業績

3【経営者による財政状態、経営成績及びキャッシュ・フローの状況の分析】

(1)経営成績等の状況の概要

 当連結会計年度における当社グループの財政状態、経営成績及びキャッシュ・フロー(以下、「経営成績等」という。)の状況の概要は次のとおりであります。

 

①財政状態及び経営成績の状況

当連結会計年度におけるわが国経済は、新型コロナウイルス感染症のワクチン接種が進み、経済社会活動の段階的再開や景気対策の効果等により、一時的に持ち直しの動きが見られたものの、変異株の流行により感染者数が急増したことから、断続的に緊急事態宣言やまん延防止等重点措置が発出され、景気の先行きは不透明な状況で推移しました。また、国際情勢の影響による原油価格・原材料価格の高騰等もあり、予断を許さない状況が続いております。

当社グループにおいては、新型コロナウイルス感染症の基本的感染対策を徹底するとともに、各事業において「新しい生活様式」及び業種別ガイドラインに則った施行・接客により、お客様と従業員の安全確保に努めました。

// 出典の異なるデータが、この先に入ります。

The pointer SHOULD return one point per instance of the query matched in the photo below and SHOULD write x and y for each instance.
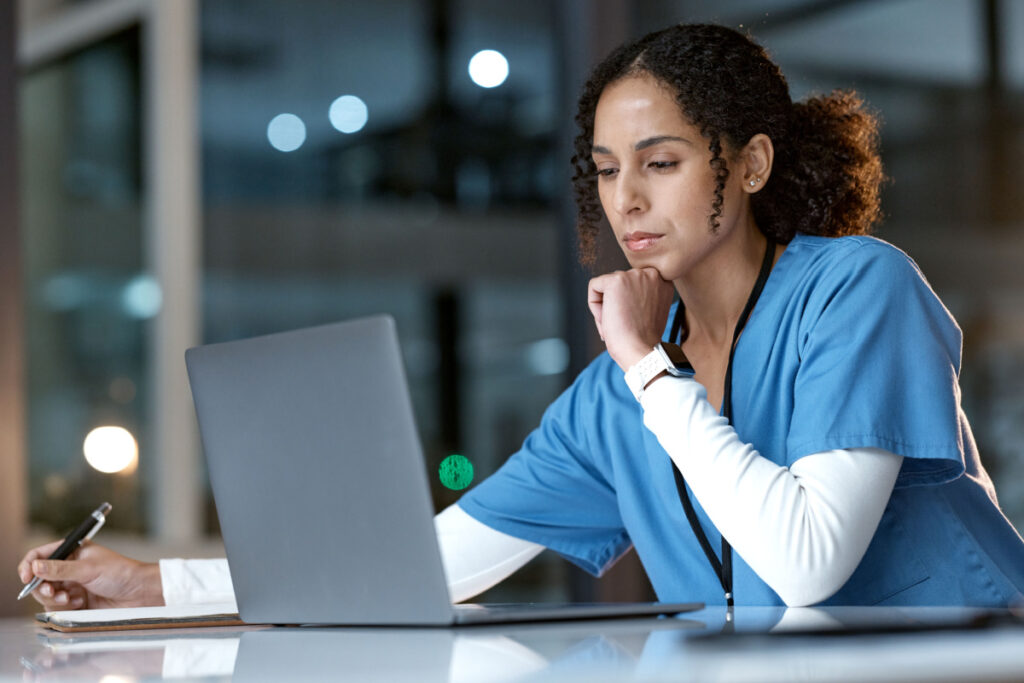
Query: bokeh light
(488, 69)
(111, 450)
(286, 132)
(142, 297)
(548, 356)
(456, 472)
(348, 114)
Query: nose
(629, 197)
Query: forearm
(475, 557)
(803, 529)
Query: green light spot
(456, 472)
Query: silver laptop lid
(318, 478)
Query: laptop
(321, 487)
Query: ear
(756, 159)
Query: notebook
(321, 486)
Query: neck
(716, 291)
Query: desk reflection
(686, 647)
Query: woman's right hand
(92, 578)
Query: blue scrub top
(848, 347)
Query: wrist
(665, 358)
(152, 584)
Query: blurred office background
(193, 171)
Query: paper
(216, 613)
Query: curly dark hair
(826, 172)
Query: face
(655, 181)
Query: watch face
(676, 356)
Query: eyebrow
(642, 144)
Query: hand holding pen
(96, 578)
(82, 532)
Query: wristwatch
(665, 358)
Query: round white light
(548, 356)
(111, 450)
(348, 114)
(488, 69)
(142, 297)
(286, 132)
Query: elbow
(803, 596)
(806, 589)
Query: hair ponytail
(826, 176)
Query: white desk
(614, 650)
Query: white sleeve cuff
(195, 582)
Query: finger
(75, 570)
(76, 596)
(25, 566)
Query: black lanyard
(723, 568)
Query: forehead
(637, 108)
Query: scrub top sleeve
(879, 366)
(557, 489)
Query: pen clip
(100, 520)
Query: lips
(640, 241)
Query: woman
(790, 432)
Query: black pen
(82, 532)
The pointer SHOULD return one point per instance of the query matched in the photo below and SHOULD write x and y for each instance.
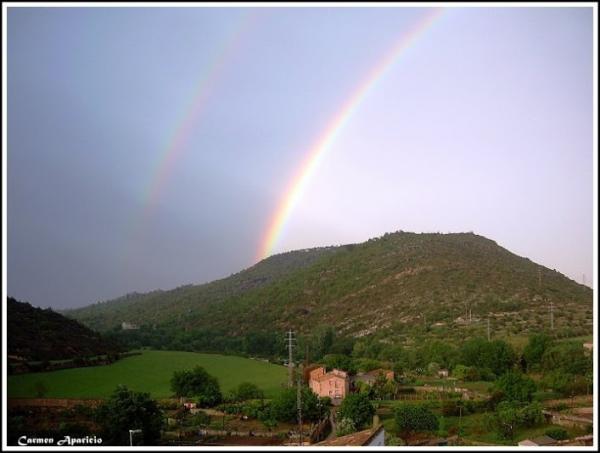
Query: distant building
(541, 441)
(374, 437)
(334, 384)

このような環境下、事業環境の変化に迅速に対応するため、2021年4月に代表取締役の異動を実施し、経営体制の若返りを図りました。また、中期経営計画の最終年度として、重点施策である「未来へのトランスフォーメーション」・「生産性追求」・「人財開発と働く環境の整備」に引き続き取り組みました。具体的には、組織の効率化及び事業ポートフォリオの再構築を図るため、連結子会社であるこころガーデン株式会社とこころeパワー株式会社を当社へ吸収合併しました。また、選択と集中及び経営資源の適正配分を図るため、婚礼会場2施設の閉館を進めるとともに、葬祭会館2施設をオープンしました。次に、業務を抜本的に見直すBPRの拡大・加速、DX(デジタルトランスフォーメーション)に向けた基盤づくり等を推進しました。更に、社員の健康増進に取り組む健康経営や変化に対応するためのリーダー人財の育成等を継続しました。

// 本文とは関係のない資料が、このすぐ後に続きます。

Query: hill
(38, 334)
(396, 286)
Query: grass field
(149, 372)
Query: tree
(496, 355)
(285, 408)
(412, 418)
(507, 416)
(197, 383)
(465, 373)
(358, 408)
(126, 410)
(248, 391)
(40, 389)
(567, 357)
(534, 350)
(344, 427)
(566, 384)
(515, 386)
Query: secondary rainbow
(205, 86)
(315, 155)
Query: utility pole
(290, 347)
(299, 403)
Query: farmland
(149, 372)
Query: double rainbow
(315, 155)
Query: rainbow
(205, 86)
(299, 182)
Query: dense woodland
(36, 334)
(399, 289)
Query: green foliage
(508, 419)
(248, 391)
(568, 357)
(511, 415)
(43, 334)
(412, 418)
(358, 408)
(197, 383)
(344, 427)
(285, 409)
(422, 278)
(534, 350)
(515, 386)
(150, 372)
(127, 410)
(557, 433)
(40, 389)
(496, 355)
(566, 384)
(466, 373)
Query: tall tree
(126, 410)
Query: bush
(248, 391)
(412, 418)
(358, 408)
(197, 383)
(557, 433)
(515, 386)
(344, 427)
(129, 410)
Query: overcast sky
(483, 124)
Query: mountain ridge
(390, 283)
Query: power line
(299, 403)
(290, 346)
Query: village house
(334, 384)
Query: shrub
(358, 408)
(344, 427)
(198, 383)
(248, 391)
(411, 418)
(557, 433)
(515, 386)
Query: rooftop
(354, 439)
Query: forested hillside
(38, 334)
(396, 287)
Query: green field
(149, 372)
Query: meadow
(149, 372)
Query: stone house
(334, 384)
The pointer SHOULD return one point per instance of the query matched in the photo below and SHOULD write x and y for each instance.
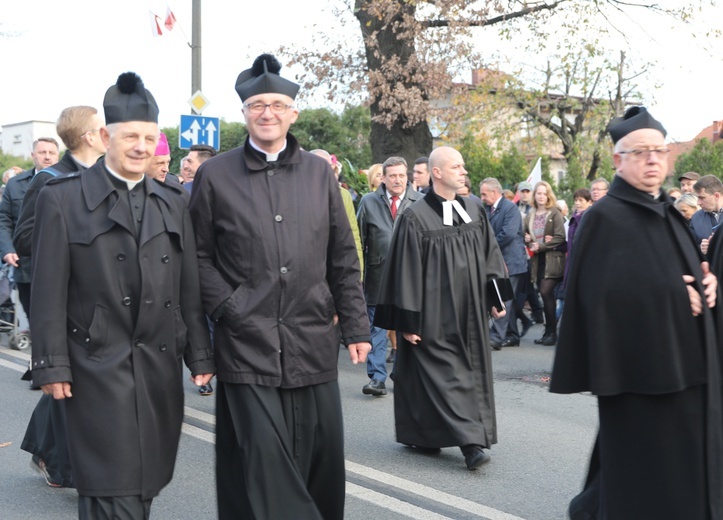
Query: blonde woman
(545, 237)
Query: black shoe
(526, 328)
(422, 449)
(549, 340)
(374, 387)
(474, 456)
(392, 356)
(39, 465)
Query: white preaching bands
(447, 206)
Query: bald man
(442, 259)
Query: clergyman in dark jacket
(278, 264)
(116, 309)
(45, 437)
(506, 222)
(45, 153)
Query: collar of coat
(97, 186)
(409, 193)
(620, 189)
(256, 162)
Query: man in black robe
(278, 265)
(434, 291)
(639, 333)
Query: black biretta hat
(635, 118)
(263, 78)
(129, 100)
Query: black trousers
(24, 297)
(279, 453)
(46, 437)
(114, 508)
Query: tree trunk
(401, 139)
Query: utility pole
(196, 48)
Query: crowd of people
(254, 265)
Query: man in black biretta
(116, 293)
(639, 333)
(278, 262)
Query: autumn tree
(409, 52)
(705, 158)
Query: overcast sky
(69, 52)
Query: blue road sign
(199, 130)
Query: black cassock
(435, 285)
(628, 336)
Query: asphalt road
(538, 465)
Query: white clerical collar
(400, 197)
(131, 184)
(86, 166)
(269, 156)
(448, 218)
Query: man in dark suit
(45, 153)
(116, 308)
(376, 215)
(706, 220)
(506, 222)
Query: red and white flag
(533, 178)
(156, 24)
(170, 19)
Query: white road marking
(391, 503)
(380, 499)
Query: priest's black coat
(628, 336)
(116, 315)
(435, 286)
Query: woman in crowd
(687, 204)
(545, 237)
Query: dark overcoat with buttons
(116, 309)
(278, 261)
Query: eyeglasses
(276, 107)
(90, 132)
(642, 153)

当連結会計年度の当社グループの経営成績は、主に葬祭・石材・婚礼・生花事業における増収により、売上高は8,675百万円(前年同期比8.6%増)となりました。加えて、固定費や販売費及び一般管理費の圧縮に努めたこと等により、営業利益は297百万円(同242.6%増)、経常利益は341百万円(同121.6%増)となりました。また、ベトナムにおける協業先からの債権回収による貸倒引当金戻入額を特別利益に計上した一方、収益性が低下した婚礼会場における減損損失並びに2022年3月に発生した福島県沖地震に起因する災害による損失を特別損失に計上したことに加え、法人税等調整額が増加したこと等により、親会社株主に帰属する当期純利益は131百万円(前年同期は親会社株主に帰属する当期純損失864百万円)となりました。

 

セグメント別の経営成績は次のとおりであり、売上高についてはセグメント間の内部売上高または振替高を除き記載しております。

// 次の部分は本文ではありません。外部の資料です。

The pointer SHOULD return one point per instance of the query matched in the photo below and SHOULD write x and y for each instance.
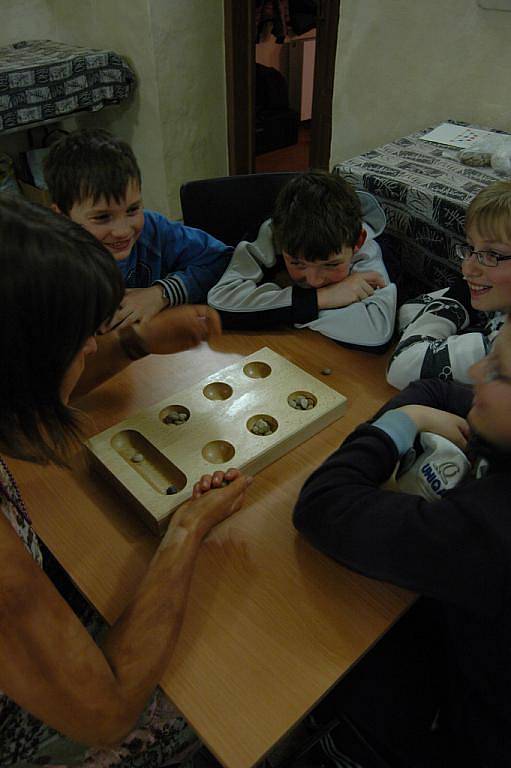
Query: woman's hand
(215, 498)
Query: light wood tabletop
(271, 624)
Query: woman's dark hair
(315, 215)
(90, 163)
(58, 285)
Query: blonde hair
(489, 213)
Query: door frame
(239, 30)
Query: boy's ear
(361, 240)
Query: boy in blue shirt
(94, 179)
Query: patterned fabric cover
(44, 80)
(425, 195)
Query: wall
(403, 65)
(176, 121)
(188, 40)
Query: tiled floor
(294, 158)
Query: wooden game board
(221, 409)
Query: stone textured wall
(176, 122)
(403, 65)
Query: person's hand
(356, 287)
(178, 328)
(218, 479)
(212, 501)
(138, 305)
(448, 425)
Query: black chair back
(231, 208)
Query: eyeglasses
(487, 258)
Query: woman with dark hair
(65, 700)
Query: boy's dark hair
(315, 215)
(89, 163)
(58, 285)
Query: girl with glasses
(447, 331)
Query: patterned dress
(162, 738)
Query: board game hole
(175, 415)
(302, 401)
(151, 465)
(218, 451)
(262, 425)
(257, 370)
(217, 390)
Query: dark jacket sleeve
(449, 549)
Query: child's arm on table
(172, 330)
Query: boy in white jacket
(315, 264)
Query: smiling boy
(316, 264)
(94, 178)
(436, 340)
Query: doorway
(308, 63)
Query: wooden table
(271, 624)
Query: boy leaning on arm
(316, 264)
(94, 179)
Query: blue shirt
(186, 262)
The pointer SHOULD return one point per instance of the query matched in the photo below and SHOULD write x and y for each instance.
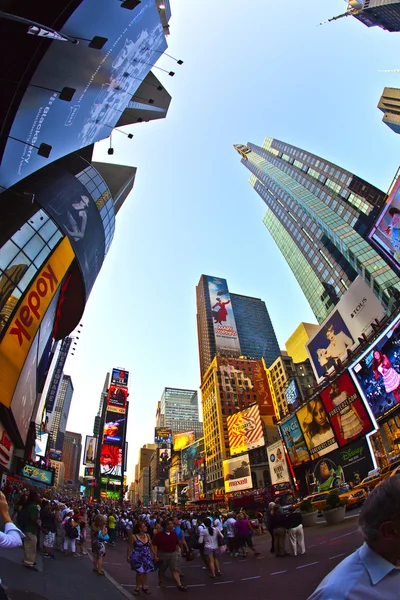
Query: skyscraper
(318, 214)
(247, 322)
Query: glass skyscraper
(319, 215)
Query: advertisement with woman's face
(316, 428)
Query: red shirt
(166, 542)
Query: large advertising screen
(347, 413)
(105, 82)
(377, 372)
(277, 463)
(316, 428)
(294, 440)
(245, 430)
(351, 317)
(237, 474)
(225, 332)
(386, 231)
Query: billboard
(347, 413)
(89, 454)
(316, 428)
(21, 331)
(105, 82)
(181, 440)
(277, 463)
(351, 317)
(377, 371)
(225, 332)
(294, 440)
(163, 435)
(120, 377)
(237, 474)
(386, 231)
(245, 430)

なお、当連結会計年度より、報告セグメントの利益又は損失の算定方法の変更を行っております。経営成績における前年同期比較については、前年同期間の数値を変更後の報告セグメント利益又は損失の算定方法により組み替えた数値で比較しております。報告セグメントの算定方法の変更の詳細につきましては、「第5 経理の状況 1.連結財務諸表等(1)連結財務諸表 注記事項(セグメント情報等)の「2.報告セグメントごとの売上高、利益又は損失、資産、負債その他の項目の金額の算定方法」をご参照ください。

 

(葬祭事業)

葬祭事業につきましては、営業エリアの死亡者数は増加傾向で推移しました。一方で、緊急事態宣言やまん延防止等重点措置の発出等により、参列の自粛や会食利用等の回復が停滞し、葬儀の小規模化及び低価格化が継続しました。

このような状況の下、祭壇生花やオプション品等の高付加価値商品や会食に代わる葬儀付帯商材の販売促進等に注力し、葬儀施行単価の低下抑制に努めました。また、法事や仏壇仏具の販売及び葬儀施行後の会員募集等のアフターフォロー営業を強化しました。更に、2021年10月に「とわノイエ 会津」(福島県会津若松市)、2022年3月に「とわノイエ 越戸」(栃木県宇都宮市)をオープンし、小規模葬儀ニーズへの対応を充実させました。その結果、葬儀施行件数が前年同期より増加した一方、売上原価が上昇したこと等により、売上高は5,033百万円(前年同期比2.6%増)、営業利益は484百万円(同1.3%減)となりました。

 

(石材事業)

石材事業につきましては、世界的な新型コロナウイルス感染症の流行に加えて、資源価格の高騰や中国の電力供給問題等により、海外における原石の在庫不足、仕入原価の上昇及び墓石・石材加工商品の入荷遅延等が続きました。また、ベトナムにおける墓石販売については、ホーチミン市の社会隔離措置で営業活動が一時的に停滞する等の影響が生じました。一方で、2021年2月及び2022年3月に発生した福島県沖地震の影響により、墓石のリフォーム・メンテナンスの需要が高まりました。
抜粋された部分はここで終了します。